– Бабушка, что такое сказка? К чему она нужна; ведь это все неправда, выдумка? Разве были когда-нибудь скатерти-самобранки да ковры-самолеты, волшебники и волшебницы?
Бабушка посмотрела на внучку сквозь свои окошечки в томпаковой оправе, в которой каждое стекло было с добрый пятак, посмотрела, улыбнулась своей ласковой, доброй улыбкой, поправила чулок и платок, погладила Ваську и сказала:
– Ну, садись, слушай!
И внучка тотчас же уселась на скамеечку у ног бабушки, потому что слушать у ней всегда была охота смертная.
– За горами за долами, – так начала бабушка, – за морями-окианами, за реками быстрыми, за песками сыпучими, за болотами трясучими, за борами дремучими, в земле Трухтанской, в царстве Мурзаханском жил-поживал царь Альбазар с царицей Наяной и с дочкой Альмарой, ясной душой. В целом свете не было девушки краше Альмары-души. Встанет она – и все травки поднимутся, пойдет она – все птички летят за ней. За ней солнышко ходит, к ней ветерок ластится, и все люди на нее не налюбуются.
– Ну, Альмара моя милая, – говорит царь Альбазар, – исполнилось тебе шестнадцать лет, совершеннолетие, и надо справлять его, праздновать по всей земле.
И послал царь герольдов и вестников в царства дальние и ближние, всех звать, приглашать, чтобы все ехали справлять веселый пир, на всю землю Мурзаханскую.
И потянулись, поехали из ближних и дальних стран цари и царицы, царевичи и царевны, короли и королевы, принцы и принцессы, рыцари храбрые и витязи удалые. Все едут, спешат, скачут, летят, на конях и верблюдах, на оленях и страусах, на орлах и лебедях, пыль столбом, дым коромыслом.
Весь дворец царя Альбазара к празднику обновили, поправили. Все хрустальные башенки вымыли, вычистили.

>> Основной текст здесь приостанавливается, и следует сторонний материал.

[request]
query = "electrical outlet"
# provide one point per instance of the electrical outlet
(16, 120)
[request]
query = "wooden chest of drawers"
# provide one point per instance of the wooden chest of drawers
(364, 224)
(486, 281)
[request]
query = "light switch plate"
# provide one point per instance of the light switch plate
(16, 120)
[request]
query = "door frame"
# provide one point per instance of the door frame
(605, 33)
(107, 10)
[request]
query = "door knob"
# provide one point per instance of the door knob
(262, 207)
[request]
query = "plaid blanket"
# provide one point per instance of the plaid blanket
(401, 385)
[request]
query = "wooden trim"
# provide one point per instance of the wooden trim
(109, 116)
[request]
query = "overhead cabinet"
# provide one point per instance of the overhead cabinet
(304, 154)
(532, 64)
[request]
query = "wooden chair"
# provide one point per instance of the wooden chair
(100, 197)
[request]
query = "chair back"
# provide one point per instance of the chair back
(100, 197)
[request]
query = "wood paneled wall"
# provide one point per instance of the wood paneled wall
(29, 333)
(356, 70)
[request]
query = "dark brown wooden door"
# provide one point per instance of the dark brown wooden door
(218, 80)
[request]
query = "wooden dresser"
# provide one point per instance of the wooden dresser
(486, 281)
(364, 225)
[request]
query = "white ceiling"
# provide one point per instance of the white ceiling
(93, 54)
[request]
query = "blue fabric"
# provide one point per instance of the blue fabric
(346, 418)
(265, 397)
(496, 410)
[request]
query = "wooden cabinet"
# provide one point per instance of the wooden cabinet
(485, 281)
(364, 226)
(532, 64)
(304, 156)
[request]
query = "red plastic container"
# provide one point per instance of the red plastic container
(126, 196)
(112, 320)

Все серебряные крылечки кирпичиком вытерли. Все они сияют, светятся, а все главы и куполы золотые как жар блестят, горят-радуются.
И вот настал торжественный день. Все посели в полукруг на высоком крыльце и впереди всех, на высоком серебряном стульчике сидит Альмара-душа, и вся краса ее, словно солнце, играет и светится. Сидит она в серебряном платье, золотыми узорами затканном, жемчугом разукрашенном, камнями самоцветными обсыпанном.

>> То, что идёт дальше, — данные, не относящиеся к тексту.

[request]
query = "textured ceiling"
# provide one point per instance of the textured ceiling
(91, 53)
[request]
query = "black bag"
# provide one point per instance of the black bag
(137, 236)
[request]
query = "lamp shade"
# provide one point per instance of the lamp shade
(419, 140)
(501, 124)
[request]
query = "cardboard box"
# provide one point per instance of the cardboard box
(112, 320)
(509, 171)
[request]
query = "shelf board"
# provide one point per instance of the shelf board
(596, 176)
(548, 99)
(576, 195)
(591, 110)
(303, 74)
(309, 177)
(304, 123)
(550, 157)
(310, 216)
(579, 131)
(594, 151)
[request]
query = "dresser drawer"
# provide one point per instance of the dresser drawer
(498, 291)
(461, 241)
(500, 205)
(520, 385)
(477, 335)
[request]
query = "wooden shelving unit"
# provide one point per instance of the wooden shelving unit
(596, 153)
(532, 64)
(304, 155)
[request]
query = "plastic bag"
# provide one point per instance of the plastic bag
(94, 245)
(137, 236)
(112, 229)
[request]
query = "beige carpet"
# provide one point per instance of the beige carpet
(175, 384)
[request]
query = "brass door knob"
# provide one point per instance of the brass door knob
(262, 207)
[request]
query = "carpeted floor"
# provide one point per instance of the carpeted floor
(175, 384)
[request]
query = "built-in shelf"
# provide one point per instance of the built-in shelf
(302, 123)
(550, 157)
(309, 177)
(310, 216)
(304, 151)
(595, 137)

А удалые витязи, храбрые рыцари, принцы, королевичи, князья и царевичи в сторонке на конях сидят, дивуются-любуются, и каждый готов за нее в огонь и в полымя.
А музыка играет-гремит, трубы трубят, знамена веют, разноцветные флаги вьются-развеваются.
Выезжают герольды, глашатаи, в трубы трубят, царскую волю вещают.
– Эй, вы, гой еси удалые витязи, славные рыцари благородные! Кто желает, выходи на бой за прекрасную царевну Альмару, утеху сердечную!
Затрубили герольды в первый раз, выехал славный витязь Ашур-Тур, Аксайский князь. Черный конь под ним словно буря косматая и вьет, и метет, по земле расстилается; из ноздрей пламя бьет, из ушей дым валит.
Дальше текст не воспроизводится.